Pandora posts weak Q3 sales growth despite strong US sales

Industry analysts were concerned with Pandora’s 5 per cent third-quarter sales growth in its stores versus a 14 per cent industry projection, despite strong sales in the US market.

“The sell-out growth is kind of disappointing in Q3,” Per Fogh, analyst of Denmark’s Sydbank, said.

Pandora’s share price dropped 4.8 per cent following the announcement, having had a 40 per cent surge this year, topping pre-pandemic levels as shops resumed operations after the lockdowns.

Lifting its full-year projections, the company cited strong sales for the period in the US, its largest market, due to increased spending on goods and services driven by massive government stimulus and COVID-19 vaccinations.

» View Pandora’s Interim Reports

The company expects an 18-20 per cent growth in organic sales from a previous forecast of 16-18 per cent. It expects an earnings before interest and tax (EBIT) margin of 24-24.5 per cent from the previous forecast of 23-24 per cent.
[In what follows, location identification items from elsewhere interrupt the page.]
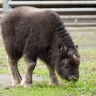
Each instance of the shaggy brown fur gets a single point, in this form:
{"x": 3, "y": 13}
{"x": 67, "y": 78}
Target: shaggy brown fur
{"x": 35, "y": 33}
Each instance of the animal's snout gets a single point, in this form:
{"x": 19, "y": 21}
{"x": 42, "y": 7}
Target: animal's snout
{"x": 73, "y": 78}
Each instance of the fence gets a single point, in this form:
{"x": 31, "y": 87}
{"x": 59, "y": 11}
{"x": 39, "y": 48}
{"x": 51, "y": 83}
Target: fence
{"x": 73, "y": 13}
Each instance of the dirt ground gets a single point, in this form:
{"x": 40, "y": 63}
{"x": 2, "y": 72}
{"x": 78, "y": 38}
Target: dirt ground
{"x": 5, "y": 80}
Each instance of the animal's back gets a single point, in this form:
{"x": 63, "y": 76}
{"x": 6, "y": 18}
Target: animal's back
{"x": 26, "y": 26}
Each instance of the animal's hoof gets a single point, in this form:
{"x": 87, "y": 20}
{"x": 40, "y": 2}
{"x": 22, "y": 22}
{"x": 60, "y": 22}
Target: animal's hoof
{"x": 25, "y": 85}
{"x": 15, "y": 84}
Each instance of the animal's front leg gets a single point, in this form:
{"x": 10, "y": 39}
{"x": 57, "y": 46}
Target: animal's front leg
{"x": 27, "y": 80}
{"x": 52, "y": 76}
{"x": 13, "y": 67}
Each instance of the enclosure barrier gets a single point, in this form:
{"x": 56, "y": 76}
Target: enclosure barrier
{"x": 73, "y": 13}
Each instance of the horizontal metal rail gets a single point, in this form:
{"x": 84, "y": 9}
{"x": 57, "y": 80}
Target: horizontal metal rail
{"x": 70, "y": 16}
{"x": 71, "y": 9}
{"x": 51, "y": 2}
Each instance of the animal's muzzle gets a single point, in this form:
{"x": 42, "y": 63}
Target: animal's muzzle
{"x": 73, "y": 78}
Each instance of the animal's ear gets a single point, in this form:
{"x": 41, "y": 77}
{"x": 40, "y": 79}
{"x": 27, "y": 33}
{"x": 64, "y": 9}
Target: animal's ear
{"x": 63, "y": 48}
{"x": 77, "y": 46}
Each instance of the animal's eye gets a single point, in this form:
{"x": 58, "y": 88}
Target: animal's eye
{"x": 66, "y": 64}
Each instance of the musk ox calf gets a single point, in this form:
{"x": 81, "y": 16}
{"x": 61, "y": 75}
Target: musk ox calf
{"x": 35, "y": 33}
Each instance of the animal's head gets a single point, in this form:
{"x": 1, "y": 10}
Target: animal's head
{"x": 68, "y": 64}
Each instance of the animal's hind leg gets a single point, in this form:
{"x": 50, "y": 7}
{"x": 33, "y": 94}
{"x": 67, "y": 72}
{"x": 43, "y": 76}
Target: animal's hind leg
{"x": 27, "y": 80}
{"x": 13, "y": 67}
{"x": 52, "y": 76}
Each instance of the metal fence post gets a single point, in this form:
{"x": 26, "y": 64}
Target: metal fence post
{"x": 5, "y": 6}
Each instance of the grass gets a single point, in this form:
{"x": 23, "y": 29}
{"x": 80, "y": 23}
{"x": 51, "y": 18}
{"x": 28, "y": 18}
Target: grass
{"x": 86, "y": 86}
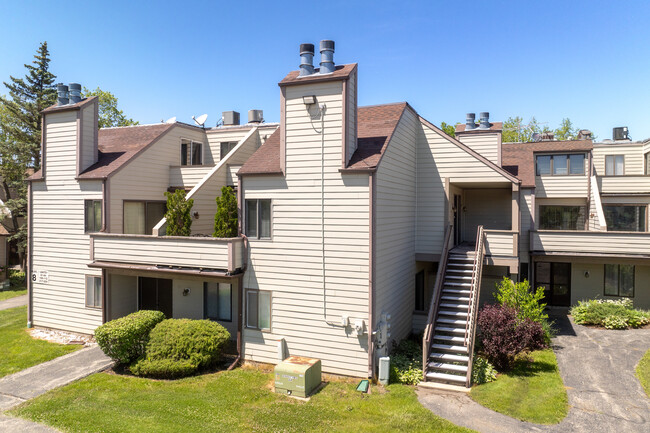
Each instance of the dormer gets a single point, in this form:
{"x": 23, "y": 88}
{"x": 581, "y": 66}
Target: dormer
{"x": 70, "y": 130}
{"x": 317, "y": 98}
{"x": 484, "y": 138}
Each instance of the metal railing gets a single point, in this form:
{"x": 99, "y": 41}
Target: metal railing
{"x": 474, "y": 294}
{"x": 435, "y": 300}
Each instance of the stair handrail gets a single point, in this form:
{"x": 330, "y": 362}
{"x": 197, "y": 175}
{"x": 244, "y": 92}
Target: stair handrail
{"x": 435, "y": 300}
{"x": 474, "y": 295}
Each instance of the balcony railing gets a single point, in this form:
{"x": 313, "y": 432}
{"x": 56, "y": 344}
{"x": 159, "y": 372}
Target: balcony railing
{"x": 225, "y": 254}
{"x": 571, "y": 242}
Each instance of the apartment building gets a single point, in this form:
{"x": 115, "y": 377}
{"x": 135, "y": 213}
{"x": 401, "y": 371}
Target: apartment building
{"x": 358, "y": 225}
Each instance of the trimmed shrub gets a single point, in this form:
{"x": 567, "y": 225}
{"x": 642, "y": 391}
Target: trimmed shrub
{"x": 482, "y": 371}
{"x": 180, "y": 347}
{"x": 125, "y": 339}
{"x": 503, "y": 336}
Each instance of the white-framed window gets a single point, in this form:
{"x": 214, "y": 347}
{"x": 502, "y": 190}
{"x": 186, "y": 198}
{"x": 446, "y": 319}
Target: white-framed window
{"x": 218, "y": 301}
{"x": 258, "y": 309}
{"x": 92, "y": 216}
{"x": 614, "y": 165}
{"x": 93, "y": 291}
{"x": 191, "y": 152}
{"x": 258, "y": 218}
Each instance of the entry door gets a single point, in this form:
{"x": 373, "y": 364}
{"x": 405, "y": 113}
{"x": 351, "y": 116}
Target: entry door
{"x": 556, "y": 280}
{"x": 457, "y": 222}
{"x": 155, "y": 294}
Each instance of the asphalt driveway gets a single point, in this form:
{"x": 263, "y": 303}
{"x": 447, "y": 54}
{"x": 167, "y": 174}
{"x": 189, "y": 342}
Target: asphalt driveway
{"x": 597, "y": 366}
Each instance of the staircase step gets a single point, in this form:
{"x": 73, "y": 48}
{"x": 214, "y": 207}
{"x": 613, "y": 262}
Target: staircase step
{"x": 449, "y": 357}
{"x": 444, "y": 366}
{"x": 446, "y": 377}
{"x": 449, "y": 338}
{"x": 449, "y": 348}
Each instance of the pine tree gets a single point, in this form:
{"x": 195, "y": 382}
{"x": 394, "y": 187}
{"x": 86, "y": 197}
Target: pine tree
{"x": 225, "y": 220}
{"x": 20, "y": 138}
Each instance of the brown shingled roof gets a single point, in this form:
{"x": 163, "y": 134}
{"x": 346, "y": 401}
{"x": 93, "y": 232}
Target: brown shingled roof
{"x": 519, "y": 158}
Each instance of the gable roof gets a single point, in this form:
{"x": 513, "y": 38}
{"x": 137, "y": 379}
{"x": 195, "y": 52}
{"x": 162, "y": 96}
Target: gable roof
{"x": 519, "y": 158}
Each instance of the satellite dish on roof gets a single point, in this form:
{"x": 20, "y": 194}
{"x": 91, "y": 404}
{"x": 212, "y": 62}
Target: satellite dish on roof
{"x": 201, "y": 119}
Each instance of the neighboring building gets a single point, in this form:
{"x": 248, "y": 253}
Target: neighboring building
{"x": 352, "y": 218}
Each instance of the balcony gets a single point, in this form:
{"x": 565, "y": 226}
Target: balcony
{"x": 183, "y": 254}
{"x": 590, "y": 243}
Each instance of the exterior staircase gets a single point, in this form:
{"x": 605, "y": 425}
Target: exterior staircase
{"x": 449, "y": 335}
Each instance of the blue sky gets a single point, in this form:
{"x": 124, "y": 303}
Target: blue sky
{"x": 588, "y": 61}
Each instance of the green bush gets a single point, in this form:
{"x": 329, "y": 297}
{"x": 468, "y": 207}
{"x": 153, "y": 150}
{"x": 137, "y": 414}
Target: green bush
{"x": 125, "y": 339}
{"x": 406, "y": 363}
{"x": 180, "y": 347}
{"x": 482, "y": 371}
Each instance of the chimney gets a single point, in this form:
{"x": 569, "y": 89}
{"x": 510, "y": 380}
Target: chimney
{"x": 306, "y": 59}
{"x": 470, "y": 121}
{"x": 75, "y": 93}
{"x": 62, "y": 92}
{"x": 326, "y": 56}
{"x": 485, "y": 120}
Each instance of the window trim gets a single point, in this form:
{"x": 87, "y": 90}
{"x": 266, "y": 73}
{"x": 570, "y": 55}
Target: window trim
{"x": 618, "y": 284}
{"x": 101, "y": 207}
{"x": 205, "y": 303}
{"x": 259, "y": 214}
{"x": 101, "y": 292}
{"x": 568, "y": 164}
{"x": 258, "y": 291}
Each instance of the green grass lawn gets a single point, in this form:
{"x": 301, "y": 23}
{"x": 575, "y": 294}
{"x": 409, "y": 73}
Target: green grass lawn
{"x": 18, "y": 350}
{"x": 229, "y": 401}
{"x": 531, "y": 392}
{"x": 643, "y": 372}
{"x": 12, "y": 293}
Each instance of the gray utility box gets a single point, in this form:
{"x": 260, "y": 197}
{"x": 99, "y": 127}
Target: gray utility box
{"x": 298, "y": 376}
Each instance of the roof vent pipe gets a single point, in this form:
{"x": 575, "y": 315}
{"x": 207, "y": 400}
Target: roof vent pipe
{"x": 326, "y": 56}
{"x": 306, "y": 59}
{"x": 470, "y": 121}
{"x": 62, "y": 94}
{"x": 485, "y": 120}
{"x": 75, "y": 93}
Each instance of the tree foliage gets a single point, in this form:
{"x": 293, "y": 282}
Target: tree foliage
{"x": 178, "y": 215}
{"x": 20, "y": 137}
{"x": 225, "y": 220}
{"x": 109, "y": 114}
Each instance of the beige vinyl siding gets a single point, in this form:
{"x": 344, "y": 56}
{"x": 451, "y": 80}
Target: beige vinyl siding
{"x": 290, "y": 264}
{"x": 147, "y": 176}
{"x": 395, "y": 230}
{"x": 88, "y": 135}
{"x": 633, "y": 153}
{"x": 439, "y": 159}
{"x": 486, "y": 144}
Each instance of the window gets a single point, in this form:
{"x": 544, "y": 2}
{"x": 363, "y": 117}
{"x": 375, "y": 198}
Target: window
{"x": 218, "y": 301}
{"x": 258, "y": 219}
{"x": 619, "y": 280}
{"x": 226, "y": 147}
{"x": 258, "y": 310}
{"x": 560, "y": 165}
{"x": 140, "y": 217}
{"x": 625, "y": 218}
{"x": 614, "y": 165}
{"x": 92, "y": 215}
{"x": 93, "y": 291}
{"x": 561, "y": 218}
{"x": 191, "y": 152}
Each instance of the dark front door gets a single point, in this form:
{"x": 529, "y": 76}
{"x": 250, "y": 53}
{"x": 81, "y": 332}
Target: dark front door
{"x": 556, "y": 280}
{"x": 155, "y": 294}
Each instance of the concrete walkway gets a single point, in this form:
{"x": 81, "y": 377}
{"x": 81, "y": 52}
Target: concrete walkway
{"x": 37, "y": 380}
{"x": 17, "y": 301}
{"x": 597, "y": 366}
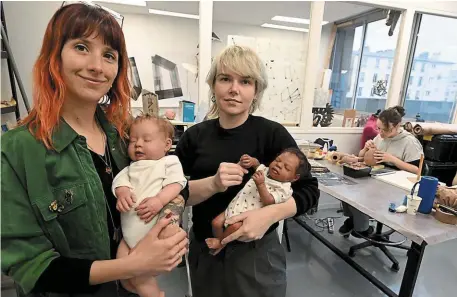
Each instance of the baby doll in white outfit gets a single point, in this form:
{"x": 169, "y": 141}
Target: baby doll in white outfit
{"x": 268, "y": 185}
{"x": 150, "y": 182}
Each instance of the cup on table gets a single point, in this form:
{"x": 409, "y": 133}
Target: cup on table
{"x": 413, "y": 203}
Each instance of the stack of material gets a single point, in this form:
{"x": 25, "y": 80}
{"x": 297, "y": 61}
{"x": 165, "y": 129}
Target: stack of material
{"x": 420, "y": 129}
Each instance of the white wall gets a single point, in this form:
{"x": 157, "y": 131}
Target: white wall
{"x": 175, "y": 39}
{"x": 348, "y": 141}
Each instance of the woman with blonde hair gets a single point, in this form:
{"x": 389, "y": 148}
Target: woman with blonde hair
{"x": 253, "y": 262}
{"x": 60, "y": 227}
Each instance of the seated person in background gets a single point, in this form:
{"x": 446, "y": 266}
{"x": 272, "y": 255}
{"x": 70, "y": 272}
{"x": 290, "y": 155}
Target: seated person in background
{"x": 370, "y": 130}
{"x": 144, "y": 187}
{"x": 394, "y": 147}
{"x": 269, "y": 185}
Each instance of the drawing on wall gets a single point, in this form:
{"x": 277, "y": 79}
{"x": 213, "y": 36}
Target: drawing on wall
{"x": 135, "y": 79}
{"x": 285, "y": 67}
{"x": 323, "y": 116}
{"x": 159, "y": 66}
{"x": 380, "y": 88}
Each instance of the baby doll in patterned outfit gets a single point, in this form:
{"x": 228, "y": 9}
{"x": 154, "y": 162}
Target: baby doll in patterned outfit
{"x": 268, "y": 185}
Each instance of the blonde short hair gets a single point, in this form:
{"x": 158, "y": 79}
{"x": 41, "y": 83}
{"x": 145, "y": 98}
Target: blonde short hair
{"x": 244, "y": 62}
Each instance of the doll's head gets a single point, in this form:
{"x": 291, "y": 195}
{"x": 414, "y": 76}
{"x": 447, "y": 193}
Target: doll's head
{"x": 151, "y": 138}
{"x": 289, "y": 165}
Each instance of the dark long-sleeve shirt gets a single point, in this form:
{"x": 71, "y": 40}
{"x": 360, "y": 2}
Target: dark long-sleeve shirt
{"x": 204, "y": 146}
{"x": 56, "y": 277}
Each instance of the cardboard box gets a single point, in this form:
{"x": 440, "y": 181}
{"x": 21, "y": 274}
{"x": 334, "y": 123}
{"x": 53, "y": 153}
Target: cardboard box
{"x": 187, "y": 111}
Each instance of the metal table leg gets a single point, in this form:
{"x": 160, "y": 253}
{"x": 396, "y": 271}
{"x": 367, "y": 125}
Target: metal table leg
{"x": 408, "y": 283}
The third-quarter sales result was DKK4.73 billion ($AU0.99 billion) compared to polled analyst forecasts of DKK4.6 billion ($AU0.96 billion).

The EBIT reported for the quarter was DKK957 million ($AU200 million) versus the initial polled forecast of DKK917 million ($AU191.8 million).

“Revenue growth and the EBIT margin were lifted by continued strong US performance and a sequential improvement in Europe as Covid-19 restrictions were eased,” a statement from the company added.